Day two of Toronto City Council’s budget meeting began Wednesday with over 160 Toronto firefighters showing up to protest cuts to emergency services.
And the show of force paid off. City Hall added another $3.1 million to boost hiring for the Toronto Fire Service, part of a last minute compromise that eased the approval of the city’s operating budet.
Deputy Mayor Doug Holyday (Ward 3) was strongly opposed to the additional spending and felt that taxpayers would be paying the price.
“I don’t support this budget at all,” Holyday told council. “The budget that should have been passed was the one that was proposed by the Budget Committee and amended by the Executive Committee.”
Holyday’s main issue with the revised budget was the stretching of municipal resources and dipping into reserve funding.
“We’re back into using reserves to pay our way,” he warned. “We’re trying to get out of using one-time funding to balance the operating budget.”
Holyday said increased spending to hire additional firefighters was a bit of a smokescreen:
“The taxpayers got burnt on this one.
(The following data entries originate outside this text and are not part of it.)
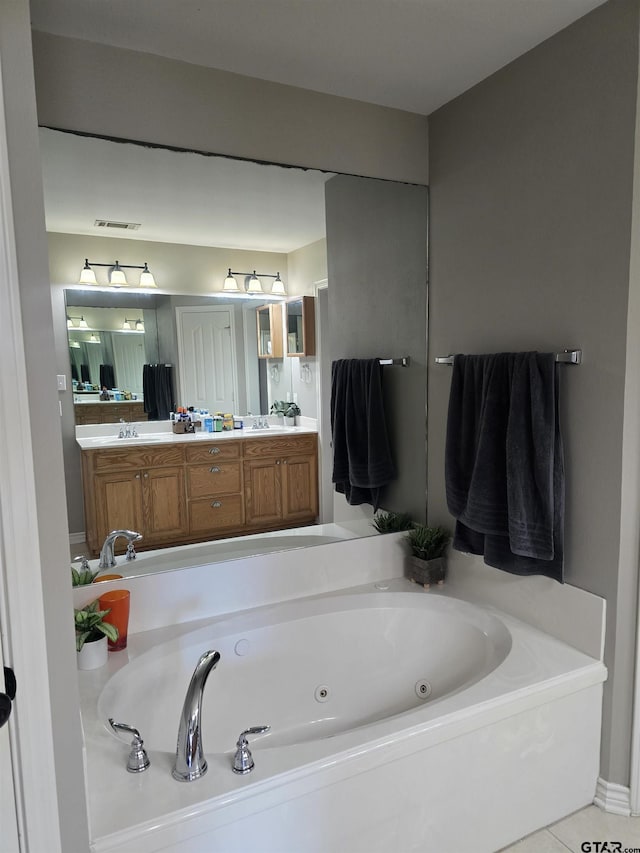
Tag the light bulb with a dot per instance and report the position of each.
(146, 278)
(230, 284)
(87, 276)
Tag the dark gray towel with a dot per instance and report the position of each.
(504, 466)
(362, 463)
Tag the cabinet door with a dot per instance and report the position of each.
(263, 491)
(118, 503)
(301, 326)
(269, 331)
(299, 488)
(163, 504)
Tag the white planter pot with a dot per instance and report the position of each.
(92, 655)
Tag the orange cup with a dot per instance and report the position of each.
(117, 601)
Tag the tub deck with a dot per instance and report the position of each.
(507, 712)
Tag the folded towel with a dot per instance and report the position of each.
(362, 463)
(503, 462)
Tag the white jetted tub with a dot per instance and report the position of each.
(400, 720)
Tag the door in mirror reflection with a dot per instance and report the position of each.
(207, 358)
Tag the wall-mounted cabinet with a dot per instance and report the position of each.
(270, 331)
(301, 326)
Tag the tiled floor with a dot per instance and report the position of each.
(579, 832)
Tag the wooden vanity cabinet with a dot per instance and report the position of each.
(281, 480)
(214, 488)
(178, 493)
(139, 488)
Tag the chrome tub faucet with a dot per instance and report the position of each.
(107, 558)
(190, 762)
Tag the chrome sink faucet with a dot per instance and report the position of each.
(107, 559)
(127, 430)
(190, 762)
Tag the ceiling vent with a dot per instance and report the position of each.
(121, 226)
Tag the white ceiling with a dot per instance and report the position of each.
(178, 197)
(410, 54)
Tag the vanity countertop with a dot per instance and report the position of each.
(96, 437)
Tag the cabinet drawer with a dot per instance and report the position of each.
(214, 478)
(223, 449)
(143, 456)
(281, 445)
(212, 514)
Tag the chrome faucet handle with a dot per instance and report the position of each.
(138, 760)
(243, 760)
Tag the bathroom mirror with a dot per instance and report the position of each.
(192, 218)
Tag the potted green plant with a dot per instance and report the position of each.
(427, 563)
(92, 634)
(291, 413)
(279, 407)
(392, 522)
(84, 575)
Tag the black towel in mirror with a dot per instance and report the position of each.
(157, 390)
(362, 462)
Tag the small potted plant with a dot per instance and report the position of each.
(392, 522)
(279, 407)
(427, 563)
(292, 412)
(84, 575)
(91, 635)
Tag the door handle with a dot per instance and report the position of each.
(6, 699)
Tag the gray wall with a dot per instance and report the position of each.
(531, 190)
(96, 88)
(377, 266)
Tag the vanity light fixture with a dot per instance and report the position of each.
(117, 277)
(252, 285)
(76, 323)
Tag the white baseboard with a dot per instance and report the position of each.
(613, 798)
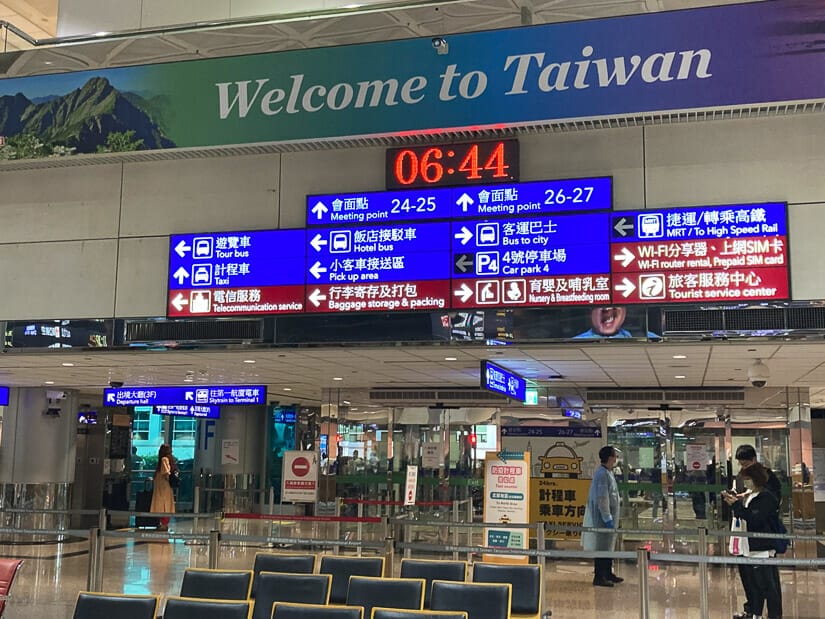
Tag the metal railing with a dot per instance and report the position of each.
(390, 535)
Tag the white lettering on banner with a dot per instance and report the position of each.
(529, 71)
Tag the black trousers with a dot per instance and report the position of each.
(766, 588)
(747, 585)
(602, 569)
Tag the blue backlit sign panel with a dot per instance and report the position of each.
(404, 266)
(710, 253)
(509, 199)
(226, 273)
(534, 261)
(201, 411)
(503, 381)
(216, 395)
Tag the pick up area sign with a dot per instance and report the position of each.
(219, 395)
(300, 477)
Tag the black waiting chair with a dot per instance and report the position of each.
(121, 605)
(341, 568)
(395, 613)
(285, 563)
(316, 611)
(480, 600)
(216, 584)
(368, 592)
(295, 588)
(430, 570)
(199, 608)
(527, 582)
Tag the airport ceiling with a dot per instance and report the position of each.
(361, 22)
(302, 374)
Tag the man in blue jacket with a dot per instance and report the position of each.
(602, 512)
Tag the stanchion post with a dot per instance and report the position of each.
(92, 583)
(214, 548)
(643, 560)
(703, 573)
(389, 548)
(455, 530)
(360, 526)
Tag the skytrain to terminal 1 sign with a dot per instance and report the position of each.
(539, 244)
(716, 253)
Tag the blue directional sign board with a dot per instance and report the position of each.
(509, 199)
(733, 252)
(216, 395)
(503, 381)
(218, 274)
(201, 411)
(383, 267)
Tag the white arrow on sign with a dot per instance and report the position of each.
(181, 248)
(625, 256)
(623, 226)
(320, 209)
(316, 270)
(318, 242)
(626, 287)
(464, 293)
(181, 274)
(179, 301)
(464, 236)
(316, 297)
(464, 201)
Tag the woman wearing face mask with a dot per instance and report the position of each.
(759, 508)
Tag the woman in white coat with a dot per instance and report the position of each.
(602, 512)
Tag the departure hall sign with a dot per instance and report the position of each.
(532, 244)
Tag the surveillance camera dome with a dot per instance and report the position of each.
(758, 374)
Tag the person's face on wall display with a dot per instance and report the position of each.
(607, 320)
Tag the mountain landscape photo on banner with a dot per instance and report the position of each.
(96, 117)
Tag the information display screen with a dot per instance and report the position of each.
(201, 411)
(218, 395)
(226, 273)
(701, 254)
(384, 267)
(507, 200)
(536, 261)
(503, 381)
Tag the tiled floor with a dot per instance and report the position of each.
(53, 574)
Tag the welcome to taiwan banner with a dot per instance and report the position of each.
(720, 56)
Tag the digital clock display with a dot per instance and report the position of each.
(468, 163)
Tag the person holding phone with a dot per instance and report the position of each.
(163, 498)
(759, 508)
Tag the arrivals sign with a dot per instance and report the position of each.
(217, 395)
(503, 381)
(694, 255)
(673, 60)
(537, 244)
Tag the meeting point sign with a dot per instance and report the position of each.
(664, 61)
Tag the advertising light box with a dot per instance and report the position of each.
(701, 254)
(505, 382)
(216, 395)
(227, 273)
(535, 261)
(508, 199)
(379, 268)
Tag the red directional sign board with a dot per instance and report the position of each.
(725, 253)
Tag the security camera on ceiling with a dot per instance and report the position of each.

No one loses their job here, if you removed that station there are two more within 1.7 kilometres of there, they could cover for it, and the service there wouldn’t change.”
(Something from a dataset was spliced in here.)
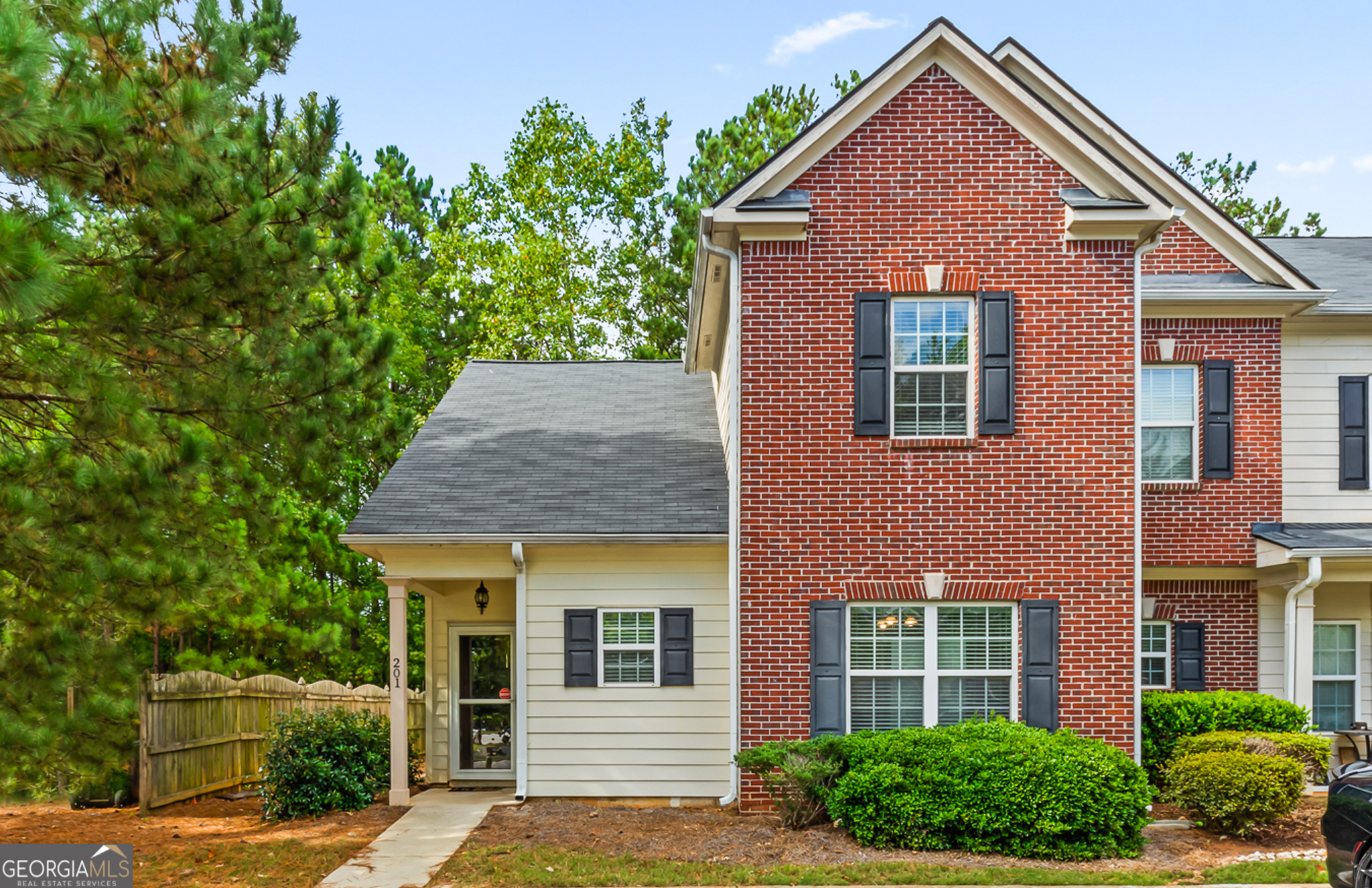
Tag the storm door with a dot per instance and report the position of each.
(480, 669)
Watch Holyday’s impassioned speech on Rogers Television Jan. 16, 2013 podcast here: (Holyday is at 25 minutes in)
The 2013 budget also includes a 2 per cent property tax increase, despite calls for a 3 per cent hike by Councillor Gord Perks (Ward 14).
“We have a number of services that will be considerably worse this year than they were last year,” said Perks. “The only way we can improve services or maintain them at a good level is to raise property taxes.
“This budget does not keep up with inflation,” Perks said. “Meaning that we are going to have to cut services in the areas of transit and housing in order to balance our budget and that is not something I can support.”
Perks also mentioned the difference it would make had his 3 per cent property tax increase been approved.
“The annual difference to a household on what this budget does and what I proposed is $24 a year” said Perks. “I think that most families can afford 50 cents a week to make sure that we maintain good public services like transit.”